Ce nouveau gouvernement était vraiment unique et, selon toute apparence, représentatif. Il y avait une assemblée centuriate ou Comitia Centuriate, un Sénat et deux co-consuls. Ces derniers étaient élus par l'assemblée pour un mandat d'un an mais disposaient des pouvoirs d'un roi. Tout cela n'était ouvert qu'aux patriciens et ne concernait que leur bien-être. Cette autorité extrême leur permit de maintenir leur statut économique et politique, mais ce ne fut pas la seule méthode utilisée pour réprimer la plèbe. Un autre moyen fut la prêtrise, qu'ils contrôleraient pendant des années. La religion a toujours fait partie intégrante de la vie d'un citoyen romain, et l'une des méthodes utilisées pour réprimer toute rébellion éventuelle parmi la plèbe consistait pour les patriciens à conserver leur rôle de "gardiens des dieux". Ils dominaient à la fois le collège des prêtres et le poste de pontifex maximus. Les patriciens prétendaient simplement avoir une connaissance particulière des dieux et servaient donc de gardiens de la loi religieuse avec l'autorité de punir les contrevenants.

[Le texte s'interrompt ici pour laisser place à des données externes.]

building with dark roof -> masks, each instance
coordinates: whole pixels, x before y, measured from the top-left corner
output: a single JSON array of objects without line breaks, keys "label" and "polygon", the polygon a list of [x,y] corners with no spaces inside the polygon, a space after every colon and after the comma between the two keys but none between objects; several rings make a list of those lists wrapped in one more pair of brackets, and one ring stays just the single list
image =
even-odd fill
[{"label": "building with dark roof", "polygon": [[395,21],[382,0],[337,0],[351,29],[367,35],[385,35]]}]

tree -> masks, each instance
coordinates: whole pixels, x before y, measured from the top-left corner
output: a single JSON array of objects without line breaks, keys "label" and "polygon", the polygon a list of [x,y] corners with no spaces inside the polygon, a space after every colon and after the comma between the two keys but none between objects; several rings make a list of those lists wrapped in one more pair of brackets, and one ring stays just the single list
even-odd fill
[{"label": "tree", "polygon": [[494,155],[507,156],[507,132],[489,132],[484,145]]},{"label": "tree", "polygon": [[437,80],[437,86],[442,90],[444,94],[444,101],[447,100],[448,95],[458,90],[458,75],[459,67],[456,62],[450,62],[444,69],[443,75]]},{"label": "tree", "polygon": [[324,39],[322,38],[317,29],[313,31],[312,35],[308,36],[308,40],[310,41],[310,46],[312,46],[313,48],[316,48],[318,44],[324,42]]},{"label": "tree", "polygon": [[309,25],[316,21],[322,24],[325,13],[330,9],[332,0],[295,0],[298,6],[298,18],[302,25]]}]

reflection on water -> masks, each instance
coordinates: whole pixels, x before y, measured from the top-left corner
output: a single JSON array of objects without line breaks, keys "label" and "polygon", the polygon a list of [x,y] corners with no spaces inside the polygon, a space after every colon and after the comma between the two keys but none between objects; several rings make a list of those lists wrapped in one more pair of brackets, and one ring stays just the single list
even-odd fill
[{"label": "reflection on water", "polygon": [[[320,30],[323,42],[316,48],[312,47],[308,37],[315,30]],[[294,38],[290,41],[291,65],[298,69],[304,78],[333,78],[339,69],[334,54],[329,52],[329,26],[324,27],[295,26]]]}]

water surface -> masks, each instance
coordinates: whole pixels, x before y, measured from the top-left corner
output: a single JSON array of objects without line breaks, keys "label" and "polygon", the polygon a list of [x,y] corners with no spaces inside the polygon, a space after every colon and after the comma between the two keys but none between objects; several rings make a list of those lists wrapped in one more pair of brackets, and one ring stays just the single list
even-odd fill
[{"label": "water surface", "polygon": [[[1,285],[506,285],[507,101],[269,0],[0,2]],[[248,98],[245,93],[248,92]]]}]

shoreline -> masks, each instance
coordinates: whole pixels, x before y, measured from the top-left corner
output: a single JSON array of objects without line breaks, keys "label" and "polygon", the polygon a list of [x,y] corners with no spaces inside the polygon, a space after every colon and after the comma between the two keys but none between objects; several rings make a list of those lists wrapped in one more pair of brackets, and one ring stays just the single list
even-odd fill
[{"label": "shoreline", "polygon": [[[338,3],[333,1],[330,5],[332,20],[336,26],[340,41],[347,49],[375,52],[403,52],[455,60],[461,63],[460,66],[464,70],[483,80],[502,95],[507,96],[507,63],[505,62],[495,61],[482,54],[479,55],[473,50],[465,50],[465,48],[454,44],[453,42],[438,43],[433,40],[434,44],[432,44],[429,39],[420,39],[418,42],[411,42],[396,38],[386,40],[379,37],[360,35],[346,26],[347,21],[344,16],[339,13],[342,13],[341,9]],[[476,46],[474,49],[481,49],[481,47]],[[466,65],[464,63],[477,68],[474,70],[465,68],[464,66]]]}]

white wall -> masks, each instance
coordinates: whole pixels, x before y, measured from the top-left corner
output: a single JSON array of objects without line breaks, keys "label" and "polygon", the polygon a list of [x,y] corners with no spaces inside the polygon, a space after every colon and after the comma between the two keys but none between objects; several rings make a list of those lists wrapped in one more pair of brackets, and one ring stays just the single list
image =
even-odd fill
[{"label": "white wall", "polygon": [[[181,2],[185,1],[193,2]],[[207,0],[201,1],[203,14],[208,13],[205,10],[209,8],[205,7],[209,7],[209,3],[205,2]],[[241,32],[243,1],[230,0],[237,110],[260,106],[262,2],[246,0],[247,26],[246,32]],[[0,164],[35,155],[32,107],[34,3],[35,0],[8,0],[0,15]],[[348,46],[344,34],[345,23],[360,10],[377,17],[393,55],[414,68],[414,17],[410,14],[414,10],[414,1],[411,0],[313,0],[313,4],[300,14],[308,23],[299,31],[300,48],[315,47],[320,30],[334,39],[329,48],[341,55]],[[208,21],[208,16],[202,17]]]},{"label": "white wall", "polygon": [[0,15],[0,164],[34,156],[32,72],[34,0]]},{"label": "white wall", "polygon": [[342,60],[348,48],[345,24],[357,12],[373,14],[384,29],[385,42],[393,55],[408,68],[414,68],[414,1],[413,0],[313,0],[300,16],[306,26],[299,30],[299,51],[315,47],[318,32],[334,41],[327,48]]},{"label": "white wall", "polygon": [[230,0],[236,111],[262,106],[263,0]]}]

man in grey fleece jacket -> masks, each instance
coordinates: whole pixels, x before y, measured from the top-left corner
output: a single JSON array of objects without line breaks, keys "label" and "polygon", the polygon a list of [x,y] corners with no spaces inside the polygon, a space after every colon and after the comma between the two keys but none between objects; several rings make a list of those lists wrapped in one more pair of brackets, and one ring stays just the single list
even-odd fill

Malheureusement pour les patriciens, cette domination ne pouvait et ne devait pas durer. Les relations entre les deux classes ont toujours été très limitées, voire inexistantes - la loi leur interdisait même de se marier. Les patriciens commencèrent peu à peu à perdre le contrôle lorsque les plébéiens les plus riches voulurent s'assurer une voix au gouvernement, menaçant plus d'une fois de quitter Rome. En tant que majorité des citoyens romains, les plébéiens formaient un groupe hétérogène. Ils étaient les pauvres des villes, les riches agriculteurs, les commerçants, ainsi que le noyau de l'armée républicaine. Les fonctions subalternes de commerçant ou d'artisan n'ont jamais été considérées comme un travail pour un patricien; celui-ci pensait qu'il était plus apte à occuper des postes de direction dans les domaines de la politique, du droit ou de l'armée. Cependant, les patriciens réalisèrent qu'ils avaient plus besoin de la plèbe que celle-ci n'avait besoin d'eux et décidèrent de céder une partie de leur autorité, mais pas la totalité. Malheureusement, cette bataille entre les deux classes allait se poursuivre pendant des décennies.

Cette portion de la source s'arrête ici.